Astronauts will collect samples from the outer surface of the ISS for scientific research on microorganisms

This week, two astronauts will perform a spacewalk to collect samples from the station’s outer surface and conduct scientific research.

On October 12, two astronauts—Loral O’Hare (NASA) and Andreas Mogensen (ESA)—will perform a spacewalk from the ISS to collect samples from the station’s outer surface for use in scientific research.

Typically, spacewalks are performed to perform maintenance on the station, such as improving the power system by installing new solar panels on its exterior. But this one will be a little different from the usual ones since its purpose will be scientific research and not just maintenance.

Astronauts
Astronauts

On October 12, O’Hare and Mogensen will leave the ISS’s Quest Joint Airlock to collect samples for analysis to see if microorganisms can be detected on the station’s outer surface. They will also replace the high-definition camera and perform other maintenance work to prepare for future spacewalks.

Astronauts will collect samples from the outer surface of the ISS for scientific research on microorganisms

To collect samples, astronauts will use cotton swabs to wipe the outer surfaces of the station. These cotton swabs will be tested for bacteria and other types of microorganisms.
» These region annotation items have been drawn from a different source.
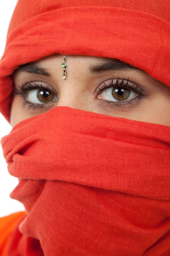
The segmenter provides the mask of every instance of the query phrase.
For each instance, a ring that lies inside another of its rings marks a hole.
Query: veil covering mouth
[[[1,112],[9,121],[14,70],[54,53],[118,58],[170,86],[170,11],[168,0],[19,0]],[[5,256],[170,254],[169,127],[57,107],[1,143],[26,213]]]

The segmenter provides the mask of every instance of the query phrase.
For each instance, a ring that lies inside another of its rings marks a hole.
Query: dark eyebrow
[[[97,61],[96,64],[91,65],[89,67],[89,72],[91,73],[99,73],[108,70],[128,71],[131,69],[139,70],[145,74],[147,75],[147,73],[143,70],[132,66],[132,65],[128,63],[122,61],[118,59],[115,58],[107,59],[104,61]],[[29,62],[21,65],[14,70],[13,75],[17,71],[37,74],[48,77],[52,76],[51,74],[50,73],[47,69],[42,67],[40,64],[34,62]]]
[[[124,62],[119,59],[110,58],[104,62],[99,61],[96,64],[92,65],[89,67],[91,73],[99,73],[108,70],[129,70],[132,69],[137,69],[148,75],[145,71],[139,67],[133,66],[129,63]]]
[[[14,70],[13,75],[17,71],[26,72],[31,74],[38,74],[38,75],[42,75],[42,76],[48,77],[51,76],[47,69],[42,67],[39,64],[34,63],[34,62],[29,62],[26,64],[21,65],[19,67]]]

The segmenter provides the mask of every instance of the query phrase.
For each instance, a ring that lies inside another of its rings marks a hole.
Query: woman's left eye
[[[112,102],[125,101],[132,99],[136,93],[126,88],[108,88],[99,95],[99,99]]]

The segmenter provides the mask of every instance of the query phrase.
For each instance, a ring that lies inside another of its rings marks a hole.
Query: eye
[[[132,99],[136,95],[134,91],[126,88],[108,88],[99,95],[99,98],[108,101],[125,101]]]
[[[57,96],[47,89],[36,89],[27,92],[26,99],[32,103],[42,104],[57,100]]]

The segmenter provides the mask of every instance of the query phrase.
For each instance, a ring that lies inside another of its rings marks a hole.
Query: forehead
[[[60,63],[61,62],[61,64],[63,56],[58,54],[52,55],[36,61],[21,65],[14,71],[13,74],[20,71],[50,76],[51,74],[49,69],[51,66],[55,64],[57,62],[58,64],[59,62]],[[68,60],[70,63],[72,61],[75,68],[77,68],[80,65],[87,66],[88,70],[91,73],[100,73],[108,70],[129,70],[138,69],[147,74],[142,70],[118,59],[83,55],[67,55],[67,61]]]

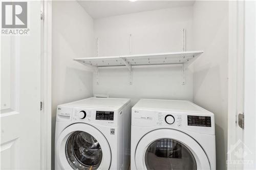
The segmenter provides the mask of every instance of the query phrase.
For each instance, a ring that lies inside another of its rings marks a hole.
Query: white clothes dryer
[[[92,98],[58,106],[55,169],[127,169],[130,101]]]
[[[214,115],[191,102],[141,99],[131,128],[132,170],[216,169]]]

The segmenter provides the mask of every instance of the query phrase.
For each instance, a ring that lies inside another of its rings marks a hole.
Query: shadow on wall
[[[216,134],[215,141],[216,142],[216,166],[217,169],[222,170],[226,168],[220,168],[220,165],[226,164],[226,159],[222,159],[222,157],[226,157],[227,152],[225,149],[225,134],[223,129],[222,127],[215,124],[215,133]],[[216,133],[216,132],[217,132]],[[220,146],[217,148],[217,146]],[[222,157],[218,156],[218,155],[222,155]],[[225,167],[221,166],[221,167]]]
[[[221,81],[223,76],[221,75],[221,68],[218,65],[211,67],[208,63],[202,69],[197,69],[194,72],[194,101],[215,114],[217,169],[225,169],[227,159],[227,101],[225,93],[222,91],[222,86],[226,82]]]

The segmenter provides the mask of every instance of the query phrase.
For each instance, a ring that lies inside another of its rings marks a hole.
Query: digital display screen
[[[114,112],[96,111],[96,120],[114,120]]]
[[[210,127],[211,127],[210,116],[188,115],[187,125]]]

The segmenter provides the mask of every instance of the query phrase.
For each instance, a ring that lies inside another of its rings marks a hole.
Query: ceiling
[[[93,18],[191,6],[194,1],[78,1]]]

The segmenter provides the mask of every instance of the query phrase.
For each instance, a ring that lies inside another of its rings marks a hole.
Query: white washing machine
[[[130,101],[92,98],[58,106],[55,169],[127,169]]]
[[[141,99],[131,128],[132,170],[216,169],[214,114],[193,103]]]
Besides the vacuum of space, the outside of the station is exposed to a wide range of temperatures depending on whether it is in the sun or shade and is also exposed to more radiation than we experience on the Earth’s surface.

Studying microorganisms that can survive in such conditions is important both to keep the station clean and free of potentially dangerous microorganisms and to help scientists find microorganisms that can withstand the harsh conditions of outer space.